In probability, an event is essentially a set of outcomes to which we assign a probability. Events in probability can either be simple or compound. A simple event involves one possible outcome, while a compound event involves a combination of outcomes.
For example, in the 'baby survival' scenario, several events are at play:

• Event A: The baby survives.
• Event B: A Cesarean (C) section occurs.
• Event B': A natural birth occurs (no C section).

Understanding these events is crucial, as it forms the basis for computing probabilities and determining their relationships and dependencies with respect to one another. Identifying the correct events helps in applying the right probability techniques to solve problems.

To solve probability problems, it is essential to make use of probability formulas which include conditional probability, multiplication rules, and the addition rule.
The Conditional Probability Formula, for instance, is used to find the likelihood of event A happening given that event B has happened. It is expressed as:\[P(A | B) = \frac{P(A \cap B)}{P(B)}\]
In simpler terms, we calculate the intersection of events A and B (both events happening together) and divide it by the probability of event B occurring. Applying this to our exercise, we aim to find P(A | B'), the probability of the baby surviving when there is no C section. This requires understanding and calculating the individual probabilities before using the formula.

Bayes' Theorem is a concept in probability that helps us update our beliefs about the probability of a hypothesis based on new evidence. Although not explicitly required in the exercise, Bayes' Theorem provides a framework for understanding conditional probabilities.
It states:\[P(B | A) = \frac{P(A | B) \cdot P(B)}{P(A)}\]
This formula allows us to find the probability of event B given that event A has happened, using the probability of A given B, the probability of B, and the probability of A. While solving the given exercise does not demand Bayes' Theorem directly, the comprehension of how probabilities update with new information enriches our understanding of conditional probability.

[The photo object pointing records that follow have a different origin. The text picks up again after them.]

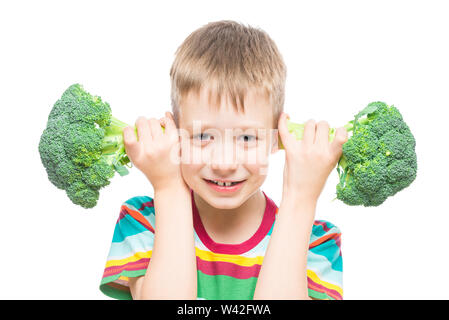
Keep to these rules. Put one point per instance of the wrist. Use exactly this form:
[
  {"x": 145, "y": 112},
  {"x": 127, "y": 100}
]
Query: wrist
[{"x": 299, "y": 199}]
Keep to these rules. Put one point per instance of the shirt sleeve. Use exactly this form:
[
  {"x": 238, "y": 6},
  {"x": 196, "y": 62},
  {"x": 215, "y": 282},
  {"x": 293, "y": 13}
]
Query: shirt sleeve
[
  {"x": 131, "y": 247},
  {"x": 324, "y": 262}
]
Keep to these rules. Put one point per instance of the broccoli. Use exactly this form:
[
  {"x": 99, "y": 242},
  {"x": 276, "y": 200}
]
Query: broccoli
[
  {"x": 82, "y": 146},
  {"x": 379, "y": 158}
]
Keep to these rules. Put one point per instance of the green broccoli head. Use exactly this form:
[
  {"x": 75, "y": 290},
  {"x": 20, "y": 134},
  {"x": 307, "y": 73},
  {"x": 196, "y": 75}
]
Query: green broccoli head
[
  {"x": 82, "y": 146},
  {"x": 379, "y": 158}
]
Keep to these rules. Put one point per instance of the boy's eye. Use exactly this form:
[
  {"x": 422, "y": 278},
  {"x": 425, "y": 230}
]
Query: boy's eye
[{"x": 206, "y": 137}]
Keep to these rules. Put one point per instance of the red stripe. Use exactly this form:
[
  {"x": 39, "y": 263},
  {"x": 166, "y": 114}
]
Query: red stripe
[
  {"x": 334, "y": 236},
  {"x": 259, "y": 235},
  {"x": 148, "y": 204},
  {"x": 136, "y": 215},
  {"x": 215, "y": 268},
  {"x": 323, "y": 224}
]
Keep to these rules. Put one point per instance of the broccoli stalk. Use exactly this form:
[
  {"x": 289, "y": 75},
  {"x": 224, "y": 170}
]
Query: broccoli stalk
[{"x": 378, "y": 160}]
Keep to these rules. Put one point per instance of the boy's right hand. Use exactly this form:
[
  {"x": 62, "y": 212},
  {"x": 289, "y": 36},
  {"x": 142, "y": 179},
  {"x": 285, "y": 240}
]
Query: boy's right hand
[{"x": 156, "y": 153}]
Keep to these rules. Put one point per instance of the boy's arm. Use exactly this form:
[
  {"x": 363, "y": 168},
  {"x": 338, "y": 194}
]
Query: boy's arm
[
  {"x": 308, "y": 163},
  {"x": 171, "y": 272}
]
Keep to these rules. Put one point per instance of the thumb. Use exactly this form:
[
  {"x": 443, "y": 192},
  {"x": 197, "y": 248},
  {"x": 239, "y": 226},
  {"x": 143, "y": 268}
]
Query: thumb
[
  {"x": 131, "y": 143},
  {"x": 170, "y": 125},
  {"x": 341, "y": 136}
]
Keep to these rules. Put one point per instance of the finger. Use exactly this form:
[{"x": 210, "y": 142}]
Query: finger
[
  {"x": 308, "y": 136},
  {"x": 143, "y": 129},
  {"x": 341, "y": 136},
  {"x": 322, "y": 133},
  {"x": 131, "y": 144},
  {"x": 287, "y": 138}
]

Probability distribution provides a comprehensive picture of all possible outcomes of a random variable and the likelihood of each outcome. It can be discrete, with specific values, or continuous for a range of values.
In real-world scenarios like baby deliveries, we often deal with discrete distributions since we have defined outcomes, such as survival versus non-survival. Calculating distributions involves:

• Listing all possible outcomes.
• Assigning and summing probabilities to ensure they add up to 1.
• Utilizing formulas and theorems to find specific probabilities.

Understanding probability distributions helps us visualize and handle uncertainties effectively, as seen in evaluating baby survival rates under different childbirth methods.